Now to create inequality! First you must decide how much relative influence each other factor will have. In your case you said you wanted everything to be in equal proportions, but I'll show how to do it with unequal proportions because it still demonstrates the method. Lets say there are two factors: "Attacker's officer's stat", and "attacker's training." We want a 2:1 ratio in how much influence the "attacker's officer's stat" has relative to the "attacker's training."

First we must figure out what the average officer stat is for all officers (that will actually be in battle). Lets make it easy and say you expect the average officer (in battle) to have a stat of 50, with a minimum of 0 and a maximum of 100. Now that we have that, we need to know how much of an effect we want that extra (or missing) 50 stat points to provide. Lets say we want an officer of 100 to do 25% more damage than 50, and a 0 stat to do 25% less than 50. In this case, each stat point raises the damage by 0.5%. Multiply the "base damage" with this multiplier (as in, a stat of 100 would be (BaseDamage x 0.5)). It will end up negative if the stat is below 50. Keep this number aside for the moment.

For "attacker's training," lets say that the average is 80 and it goes from 0-100. Since it is half as effective as stat points, 100 will do 12.5% more damage (half of 25%). This means each point increases/decreases damage by 0.625%. Multiply the "base damage" with this multiplier as befor.

Now, take the base damage and add each of the numbers you got from the attacker's officer's stat and the attacker's training. This is your "final damage."

You can add any other modifier in the same way. For instance, an opponent officer's stat could make the damage go up or down.

You will still have to play with the numbers here to get it to work the way you want to. The main ones being the "arbitrary number" at the beginning, the "unit power", and what % you want each factor to change things by.

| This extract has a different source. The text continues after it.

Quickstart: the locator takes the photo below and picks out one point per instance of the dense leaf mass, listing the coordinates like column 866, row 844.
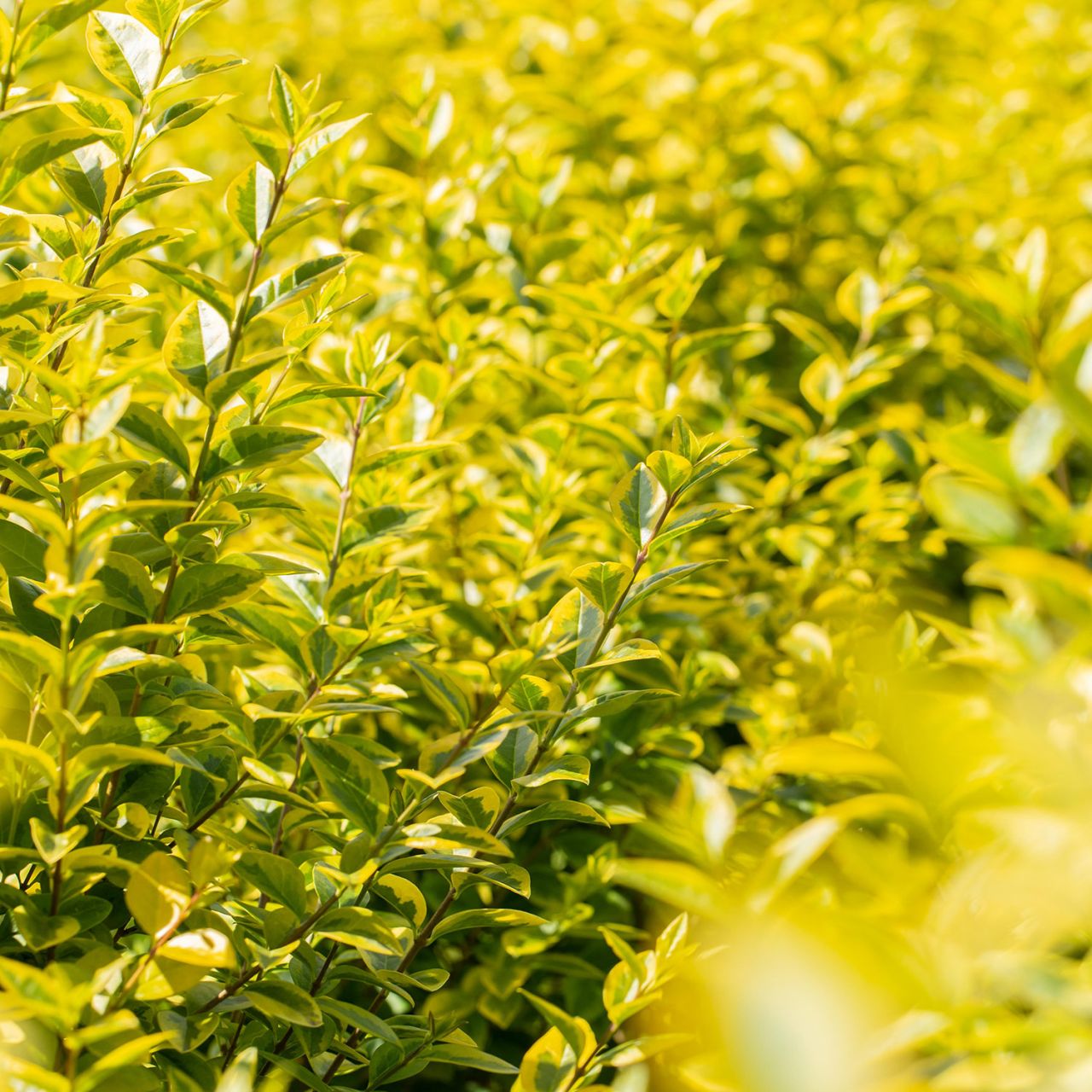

Tip 1: Get your "arbitrary number" very close to where you think it should be before moving on. Then get your "unit power" very close to where it should be. Then work on both of these until you've got them good. Then move on to the modifiers. The later stats are greatly influenced by the earlier ones, so if they're not correct messing with the modifiers is pointless. Keep in mind what I put in bold when trying to figure out the first two numbers.

Tip 2: The one downside to this method is if you have to many modifiers or your average stat is too far from your minimum stat you can potentially have a unit do zero damage. If you have ten modifiers that all do -10%, or one modifier that does -100%, then that unit now does nothing. This can be remedied by either reducing the number of modifiers, reducing the influence of the modifiers, or creating a damage floor. If you're creating a damage floor I would recommend some % of the "base damage" like 25-33%. Similarly, ten modifiers doing +20% damage means a unit will be doing triple damage. That's probably a bit much, and can be remedied in a similar way: less modifiers, less influential modifiers, and a damage cap.

Wow I wasn't expecting that to be so long. If anyone has any questions/comments or thinks I have no idea what I'm talking I would actually love to hear it.